The Rapsodia Mexicana No. 1, created in 1911, demonstrates a range of Ponce’s compositional skill. This piece, written in the salon style of composition, shares Ponce’s musical thumbprint in his mixture of Mexican lyricism with Western music form. In this stage Ponce demonstrated increased comfort writing in European structured music with Mexican themes to be performed on the concert stage. The two Rapsodias mexicanas (1911, 1914), and the Balada mexicana (1915) represent piano showpieces that portrayed Mexican traits through rhythms, works that depict Mexican folklore in a serious manner. In the compositional process of this piece Ponce incorporated traditional Mexican elements he had collected although his audience was mainly composed of elitist Mexican groups that still favored European tendencies and generally disfavored the use of traditional Mexican music.
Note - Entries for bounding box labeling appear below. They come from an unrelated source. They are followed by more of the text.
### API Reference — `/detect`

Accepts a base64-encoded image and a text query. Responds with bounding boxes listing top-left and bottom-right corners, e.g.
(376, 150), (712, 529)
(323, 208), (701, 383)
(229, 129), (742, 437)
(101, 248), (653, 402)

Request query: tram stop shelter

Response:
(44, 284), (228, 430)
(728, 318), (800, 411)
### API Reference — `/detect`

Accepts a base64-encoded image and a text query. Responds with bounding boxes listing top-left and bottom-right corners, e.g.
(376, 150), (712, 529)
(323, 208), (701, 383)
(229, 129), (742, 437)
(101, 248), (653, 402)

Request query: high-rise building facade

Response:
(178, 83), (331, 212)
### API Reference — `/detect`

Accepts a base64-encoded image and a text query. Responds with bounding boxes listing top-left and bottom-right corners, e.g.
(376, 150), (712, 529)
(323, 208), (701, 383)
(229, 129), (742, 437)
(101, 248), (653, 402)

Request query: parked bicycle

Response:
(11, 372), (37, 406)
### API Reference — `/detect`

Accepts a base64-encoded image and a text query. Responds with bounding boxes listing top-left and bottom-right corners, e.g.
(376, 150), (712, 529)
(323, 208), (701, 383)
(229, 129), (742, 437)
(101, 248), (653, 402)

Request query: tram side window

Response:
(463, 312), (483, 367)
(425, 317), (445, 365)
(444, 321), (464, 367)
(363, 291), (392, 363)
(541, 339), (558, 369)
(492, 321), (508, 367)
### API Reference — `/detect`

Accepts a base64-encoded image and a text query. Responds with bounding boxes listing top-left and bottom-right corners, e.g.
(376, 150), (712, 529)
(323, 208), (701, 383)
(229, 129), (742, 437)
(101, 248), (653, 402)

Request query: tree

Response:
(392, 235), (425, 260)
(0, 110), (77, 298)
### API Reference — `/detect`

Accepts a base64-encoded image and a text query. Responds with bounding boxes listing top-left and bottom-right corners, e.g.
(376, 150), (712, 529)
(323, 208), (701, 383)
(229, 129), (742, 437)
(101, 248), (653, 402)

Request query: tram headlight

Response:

Nonetheless, Ponce successfully held true to his favorable nationalist inclinations while gaining the audience’s approval by incorporating European models.

As Ponce became more openly nationalistic, he described the unusual reaction that his works generated in the Mexican public: “When in those now distant days I took on the challenge of preserving and dignifying popular songs, I was accused of making music that smelled like huaraches. Almost all the composers gave their works names in French. The day that I played my Rapsodia Mexicana in my concerts, there was at first, perhaps, even a hostile environment. As the work progressed, the listeners were disoriented, but at the conclusion, opinion was unanimous and the triumph was a fact. The popular music had conquered a place in the salons. And since then, the china poblana and the mariachi touch elbows and smile with the grand dames and the gentlemen who wear tuxedos and speak in French.”